「人間の生命はどこから起因するのか」というエキサイティングな問いに、天体物理学者は大きく分けて2通りの生命起源説を主張してきた。先ず、地球の生命体は海から誕生したという「地球起源説」。しかし、天体物理学者たちはここにきて宇宙空間に無数に散らばる小惑星が地球に生命体の基礎素材を運んできたのではないかと考えだしてきた。すなわち、地球の生命体は内から生まれたのではなく、宇宙から運ばれた原料をもとに生まれてきたというのだ。まるで栄養剤を入れた注射をするように、数多くの小惑星が過去、地球に衝突することで生命に必要な物質を運び込んできたというわけだ。地球の生命起源問題では、「小惑星起源説」が有力視されてきた。

地球と接近する小惑星2012DA14(NASAのHPから)
そして国際研究チームが今回、「生命の起源は地球にあるのではなく、生命の構成要素は個々の惑星だけでなく、宇宙全体で形成されているという証拠を発見した」というのだ。今回の発見は、小惑星が地球に衝突することで、生命体に必要な有機物を地球に運んできたという説をさらに突っ込んでいる。すなわち、宇宙全てで生命体の有機物形成が進められてきているというのだ。
約138億年前、暗黒の宇宙に通称ビックバーンと呼ばれる大爆発が起き、その瞬間、時間と空間が生まれた。同時に、生命体に必要なすべての元素、水素、ヘリウム、窒素、酸素などが宇宙空間に散らばり、その後、最初の星が生まれた。星の寿命は相対的に短く、スーパーノヴァと呼ばれる爆発が起き、ブラックホールと中性子星が生まれた。インフレーション理論によれば、宇宙空間はビックバーン後、急速に拡大していく。私たちが夜空に見る星の光は過去の宇宙生成を見る瞬間でもあるわけだ。いずれにしても、ビックバーン理論は「宇宙に始まりがあった」ことを証明している。

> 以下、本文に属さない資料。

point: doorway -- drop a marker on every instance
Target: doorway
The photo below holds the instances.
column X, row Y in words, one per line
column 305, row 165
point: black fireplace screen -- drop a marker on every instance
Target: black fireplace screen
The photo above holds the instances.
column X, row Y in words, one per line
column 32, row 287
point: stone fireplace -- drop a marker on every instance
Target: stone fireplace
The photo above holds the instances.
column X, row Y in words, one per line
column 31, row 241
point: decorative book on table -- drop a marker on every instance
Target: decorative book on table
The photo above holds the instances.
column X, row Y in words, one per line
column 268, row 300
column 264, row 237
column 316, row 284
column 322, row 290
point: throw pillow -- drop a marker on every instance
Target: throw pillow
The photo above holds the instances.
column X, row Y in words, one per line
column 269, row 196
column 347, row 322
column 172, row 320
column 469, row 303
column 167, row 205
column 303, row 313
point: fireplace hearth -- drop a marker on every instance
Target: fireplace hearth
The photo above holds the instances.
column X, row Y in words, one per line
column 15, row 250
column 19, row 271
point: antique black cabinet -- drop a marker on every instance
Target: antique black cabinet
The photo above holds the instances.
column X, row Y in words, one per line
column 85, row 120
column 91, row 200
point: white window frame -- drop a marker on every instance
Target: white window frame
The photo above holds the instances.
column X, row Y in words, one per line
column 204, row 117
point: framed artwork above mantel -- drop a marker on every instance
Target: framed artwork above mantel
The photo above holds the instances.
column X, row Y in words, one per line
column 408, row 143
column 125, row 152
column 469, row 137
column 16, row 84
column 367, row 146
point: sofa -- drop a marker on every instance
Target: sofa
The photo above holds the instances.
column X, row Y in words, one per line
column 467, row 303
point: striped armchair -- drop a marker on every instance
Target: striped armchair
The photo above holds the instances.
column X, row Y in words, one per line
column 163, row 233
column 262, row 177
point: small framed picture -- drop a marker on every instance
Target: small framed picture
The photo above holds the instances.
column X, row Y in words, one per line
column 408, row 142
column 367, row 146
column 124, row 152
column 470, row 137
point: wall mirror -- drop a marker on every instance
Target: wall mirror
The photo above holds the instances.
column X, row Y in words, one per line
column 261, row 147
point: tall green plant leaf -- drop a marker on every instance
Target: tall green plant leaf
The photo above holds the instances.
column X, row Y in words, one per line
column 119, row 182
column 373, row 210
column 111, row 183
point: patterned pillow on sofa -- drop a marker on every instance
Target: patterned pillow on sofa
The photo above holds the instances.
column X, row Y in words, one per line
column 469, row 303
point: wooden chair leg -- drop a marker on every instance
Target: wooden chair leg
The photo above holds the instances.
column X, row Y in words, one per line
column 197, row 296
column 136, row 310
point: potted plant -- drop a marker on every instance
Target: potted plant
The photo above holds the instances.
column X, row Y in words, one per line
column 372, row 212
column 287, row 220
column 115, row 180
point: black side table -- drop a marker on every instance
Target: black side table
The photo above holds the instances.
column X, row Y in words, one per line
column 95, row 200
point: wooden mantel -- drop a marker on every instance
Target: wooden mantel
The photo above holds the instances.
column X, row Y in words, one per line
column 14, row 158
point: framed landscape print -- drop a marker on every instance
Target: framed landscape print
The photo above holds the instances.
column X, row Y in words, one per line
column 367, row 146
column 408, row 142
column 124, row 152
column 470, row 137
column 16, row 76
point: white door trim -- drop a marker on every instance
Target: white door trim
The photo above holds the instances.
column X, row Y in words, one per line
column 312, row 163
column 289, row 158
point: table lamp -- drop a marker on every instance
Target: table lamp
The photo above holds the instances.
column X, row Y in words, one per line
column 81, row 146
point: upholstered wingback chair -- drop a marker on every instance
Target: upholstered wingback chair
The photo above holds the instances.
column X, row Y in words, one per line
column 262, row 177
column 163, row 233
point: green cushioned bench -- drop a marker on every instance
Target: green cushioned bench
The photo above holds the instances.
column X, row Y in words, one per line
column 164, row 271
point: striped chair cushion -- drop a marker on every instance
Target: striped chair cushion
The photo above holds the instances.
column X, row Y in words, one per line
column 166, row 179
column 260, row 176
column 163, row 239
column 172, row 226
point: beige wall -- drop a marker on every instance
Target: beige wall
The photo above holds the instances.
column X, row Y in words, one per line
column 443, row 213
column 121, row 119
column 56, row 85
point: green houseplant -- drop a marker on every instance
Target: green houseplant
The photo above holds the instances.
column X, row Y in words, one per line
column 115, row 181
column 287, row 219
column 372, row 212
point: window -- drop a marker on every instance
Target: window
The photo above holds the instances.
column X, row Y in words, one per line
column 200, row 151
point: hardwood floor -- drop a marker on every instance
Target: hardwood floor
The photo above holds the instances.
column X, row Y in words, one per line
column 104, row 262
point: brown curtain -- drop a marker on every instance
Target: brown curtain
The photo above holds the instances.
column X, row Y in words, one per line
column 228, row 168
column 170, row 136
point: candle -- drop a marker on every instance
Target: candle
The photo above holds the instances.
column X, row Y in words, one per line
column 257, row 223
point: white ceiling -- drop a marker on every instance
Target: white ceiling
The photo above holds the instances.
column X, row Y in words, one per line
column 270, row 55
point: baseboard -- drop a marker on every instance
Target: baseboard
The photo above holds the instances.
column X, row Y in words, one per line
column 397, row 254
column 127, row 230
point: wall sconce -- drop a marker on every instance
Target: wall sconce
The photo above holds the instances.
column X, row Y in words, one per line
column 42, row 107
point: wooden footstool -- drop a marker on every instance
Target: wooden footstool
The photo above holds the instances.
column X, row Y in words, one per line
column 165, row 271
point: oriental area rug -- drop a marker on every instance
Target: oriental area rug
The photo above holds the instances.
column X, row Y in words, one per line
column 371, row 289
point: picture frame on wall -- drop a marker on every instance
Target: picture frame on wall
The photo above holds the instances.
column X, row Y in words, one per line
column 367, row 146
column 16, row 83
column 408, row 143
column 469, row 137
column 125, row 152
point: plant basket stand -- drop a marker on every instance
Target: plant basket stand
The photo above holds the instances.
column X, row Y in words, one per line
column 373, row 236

国際研究チームは、1,350光年離れた新しく発達中の恒星系、オリオン座V883番星で、複雑な有機分子を発見した。これには、生命の構成要素の前駆体と考えられるエチレングリコールとグリコロニトリルという2つの物質が含まれていた。この結果は「Astrophysical Journal Letters」誌に掲載された。ハイデルベルクにあるマックス・プランク天文学研究所のプレスリリースによると、「生命の構成要素は個々の惑星だけでなく、宇宙全体で形成されている」というわけだ。